Session Title: Free Paper Session 5: Anterior/Posterior Segment Surgery
Session Date/Time: Thursday 07/09/2017 | 11:00-12:30
Paper Time: 11:12
Venue: Room 117
First Author: : R.Raman INDIA
Co Author(s): : S. Agarkar V. Gokhale M. Bhende M. Jain T. Sharma
To report the incidence, estimate the long-term risk and predisposing factors for retinal detachment (RD) after paediatric cataract surgery and report their surgical outcomes.
481 eyes of 295 children aged below 16 years of age with no other ocular and systemic anomalies who underwent lensectomy, posterior capsulorhexis and anterior vitrectomy combined with primary IOL implantation during the study period of 1996 to 2007 at a tertiary eye care institute were included.

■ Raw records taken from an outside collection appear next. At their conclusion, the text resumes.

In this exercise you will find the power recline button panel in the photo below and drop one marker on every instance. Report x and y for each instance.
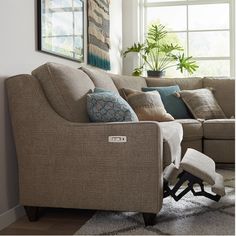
(117, 139)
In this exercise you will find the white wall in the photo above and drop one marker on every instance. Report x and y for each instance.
(18, 55)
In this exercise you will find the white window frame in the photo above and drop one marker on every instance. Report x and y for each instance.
(142, 19)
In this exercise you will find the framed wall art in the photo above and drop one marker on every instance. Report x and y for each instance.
(98, 19)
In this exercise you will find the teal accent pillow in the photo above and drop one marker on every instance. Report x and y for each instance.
(172, 104)
(101, 90)
(109, 107)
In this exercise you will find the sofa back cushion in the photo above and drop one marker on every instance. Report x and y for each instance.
(224, 92)
(100, 78)
(66, 89)
(129, 82)
(184, 83)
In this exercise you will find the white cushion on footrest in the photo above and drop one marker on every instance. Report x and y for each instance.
(219, 187)
(199, 165)
(170, 173)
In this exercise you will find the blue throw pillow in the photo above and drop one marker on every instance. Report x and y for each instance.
(172, 104)
(109, 107)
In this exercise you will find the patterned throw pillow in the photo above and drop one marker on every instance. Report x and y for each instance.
(109, 107)
(172, 104)
(202, 104)
(147, 106)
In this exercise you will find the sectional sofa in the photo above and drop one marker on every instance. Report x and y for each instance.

Kaplan-Meier survival estimates and Cox proportional hazard regression model for estimating cumulative risk and hazard ratio, respectively. Difference between measured pre-operative axial length and age-matched mean axial length (noted from prior studies) was calculated, axial length difference (ALD; minus and plus denotes myopia and hypermetropia,respectively).
Of the total, 12 eyes of 9 children developed RD with a median time of 70 months after cataract surgery. The overall 10 years risk of RD was 5.5% after cataract surgery. All nine children were male. The multi-adjusted hazard ratio (HR) associated with increased risk of RD was 12.42 (95% confidence interval (CI), 2.91-53.01; p= 0.001) for eyes of children with mental retardation and 21.93 (95% CI, 2.95-162.80; p=0.003) for eyes of children with ALD greater than 1mm (ALD < -1 mm, myopic) than the age adjusted mean. Posterior vitreous detachment induced retinal break was the most common (8 eyes) cause of RD. No surgical intervention was done in 2 eyes. Scleral buckle and combined vitrectomy with belt buckle was done in 4 and 6 eyes, respectively. A final follow-up, 5 and 9 eyes had a visual acuity better than or equal to 6/18 and 6/60, respectively.
A 5.5 % risk is estimated for the first 10 years for RD after paediatric cataract surgery in children with no known ocular and systemic anomalies. The risk significantly increase in a child with 3 “M”: male, myopic, and mentally retardation. We emphasise the need for regular and long term follow-up after paediatric cataract surgery.